Below are the 8 states in the Midwest or Great Lakes regions that are not covered under other posts about delegates. Some states are in the 20 Smallest States post, or the Early States posts.
The states below account for 861 delegates or more than 20% of all delegates. As you can see Bernie would need to average ~62% of the delegates, gaining 533 delegates here to win. I use delegate percentages and not popular vote percentages because with so many candidates and the 15% rule its hard to deal with weird results.

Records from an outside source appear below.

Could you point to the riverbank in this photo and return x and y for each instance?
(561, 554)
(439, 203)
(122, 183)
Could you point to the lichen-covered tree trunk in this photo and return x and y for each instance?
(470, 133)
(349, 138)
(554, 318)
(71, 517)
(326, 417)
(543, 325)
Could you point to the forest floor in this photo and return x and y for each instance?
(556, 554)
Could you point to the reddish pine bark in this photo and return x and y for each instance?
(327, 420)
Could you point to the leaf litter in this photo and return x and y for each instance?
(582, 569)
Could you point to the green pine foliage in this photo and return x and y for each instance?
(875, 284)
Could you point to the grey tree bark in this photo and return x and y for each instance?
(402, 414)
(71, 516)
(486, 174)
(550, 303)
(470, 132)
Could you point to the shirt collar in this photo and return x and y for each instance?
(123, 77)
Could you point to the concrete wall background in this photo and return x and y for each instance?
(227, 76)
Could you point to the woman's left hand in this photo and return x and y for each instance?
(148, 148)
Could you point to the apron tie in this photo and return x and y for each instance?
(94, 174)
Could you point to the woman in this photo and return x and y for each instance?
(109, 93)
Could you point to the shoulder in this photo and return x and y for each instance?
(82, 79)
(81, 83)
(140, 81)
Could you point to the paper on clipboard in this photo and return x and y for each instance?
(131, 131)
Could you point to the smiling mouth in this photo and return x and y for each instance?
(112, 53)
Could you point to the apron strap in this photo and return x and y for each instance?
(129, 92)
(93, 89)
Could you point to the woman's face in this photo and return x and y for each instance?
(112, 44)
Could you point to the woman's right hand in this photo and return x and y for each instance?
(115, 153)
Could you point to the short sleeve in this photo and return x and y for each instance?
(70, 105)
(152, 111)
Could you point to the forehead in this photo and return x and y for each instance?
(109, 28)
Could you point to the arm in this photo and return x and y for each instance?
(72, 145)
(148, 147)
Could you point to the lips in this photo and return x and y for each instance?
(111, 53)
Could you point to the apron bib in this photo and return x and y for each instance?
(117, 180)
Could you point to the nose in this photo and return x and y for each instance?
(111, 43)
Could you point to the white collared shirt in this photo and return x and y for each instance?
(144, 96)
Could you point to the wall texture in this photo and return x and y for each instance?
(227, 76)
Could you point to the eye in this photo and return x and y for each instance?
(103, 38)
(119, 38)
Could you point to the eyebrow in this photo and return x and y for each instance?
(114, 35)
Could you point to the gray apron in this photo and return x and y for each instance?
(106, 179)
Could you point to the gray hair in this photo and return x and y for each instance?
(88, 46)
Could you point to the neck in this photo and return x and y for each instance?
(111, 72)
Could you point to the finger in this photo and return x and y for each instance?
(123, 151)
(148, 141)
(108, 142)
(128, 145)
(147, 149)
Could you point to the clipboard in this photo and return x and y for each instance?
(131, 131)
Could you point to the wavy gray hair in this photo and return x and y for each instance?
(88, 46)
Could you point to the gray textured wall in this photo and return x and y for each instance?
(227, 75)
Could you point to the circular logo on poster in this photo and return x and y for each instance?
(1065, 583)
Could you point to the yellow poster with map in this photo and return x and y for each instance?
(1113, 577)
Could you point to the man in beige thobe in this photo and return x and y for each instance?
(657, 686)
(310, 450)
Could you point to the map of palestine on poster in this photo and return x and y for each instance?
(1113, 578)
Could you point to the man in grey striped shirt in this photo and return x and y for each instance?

|State||Delegates||Bernie’s Target||2016 %||Date/Format|
|Illinois||155||55%+ (85)||49.4%||March 17th/Primary|
|Pennsylvania||153||60%+ (92)||43.9%||April 28th/Primary|
|Ohio||136||60%+ (82)||43.4%||March 10th/Primary|
|Michigan||125||65%+ (81)||51.5%||March 10th/Primary|
|Minnesota||77||65%+ (50)||59.7%||March ?/Primary|
|Wisconsin||77||65%+ (50)||55.8%||April 7th/Primary|
|Indiana||70||70%+ (49)||53.0%||May 5th/Primary|
|Missouri||68||65%+ (44)||49.3%||March 10th/Primary|
Ohio, Michigan, Minnesota, Missouri, and Illinois all come early in the process, withing 2 weeks of super Tuesday. This allows a decent chance for wasted votes meaning Bernie could score less than 62% of the total votes and still get the 62% of delegates he needs to win nationally.
Emerson polling has a great result for Bernie in Wisconsin:
If, though its unlikely, these were the actual results Bernie would get 62% of the delegates, or 48. This is slightly below his target but totally acceptable.
California+Texas+New York accounts for 868 delegates, almost identical to the total for these 8 medium states. Sanders could get ~38% in those 3 states and he would end up with almost exactly 50% of the vote.
There are 3768 pledged delegates this time around. That means a win of 533 delegates in the 8 aforementioned states accounts for ~14% of the total of pledged delegates. Or ~28% of the delegates Bernie needs to win. With ~38% in CTN, that is another 330 putting Bernie at ~23% of total pledged delegates and ~46% of delegates needed to win. He would need 1022 more delegates.
As we can see Bernie needs to do very well in this medium to large Midwest/Great Lakes states to win the nomination. He has some room to improve here, especially if his campaign is smart. As I discuss in my Iowa/New Hampshire piece, Bernie could coast in those early states and spend the 100 combined days he spent there in these states, and 2 more, perhaps Oklahoma and Colorado, states voting on Super Tuesday.
10 days in each of these states instead of camping the early states could easily lead to gains of a few hundred delegates vs spending time in Iowa. These 8 states, not to mention the two others he could pick, account for roughly 20x the delegates in Iowa and they will be only lightly contested. No other campaign will have the cash or volunteer canvassers so early in the process to hit hard in these states.
A 5% gain in these 8 states is worth a whole New Hampshire and a 10% gain is a whole Iowa. If Bernie averaged 67% instead of 62% that would be an extra 2.5% of his total delegate requirement to win. Hitting 72% would put him 5% closer. With the minimal amount of opposition, whether cash or canvassers, Bernie has so much room to grow in states that receive little to no attention in a typical race. Compare with Iowa where individual citizens have met 100+ candidates in their lives and been to 800+ events. Most people in Missouri have personally met 1-2 candidate if that and been to maybe 8-10 events if they have been involved for 40 years.
Another key factor is that people remember where candidates campaign. If you campaign hard in the Midwest and Great Lakes in the primary, that is worth a lot to many voters in the general. Obama lost Missouri to McCain by 1%. Most Democratic candidates come here once or twice. Imagine a candidate spending 10-15 days here doing 20-40 events. Especially in mid sized towns vs STL and KC and maybe a rally as Mizzou. Further there are regional effects. Campaigning heavily in surrounding states impacts Iowa and New Hampshire. Bernie need to run an outside the box primary campaign to signal that he is serious about his outside the box plan for the presidency.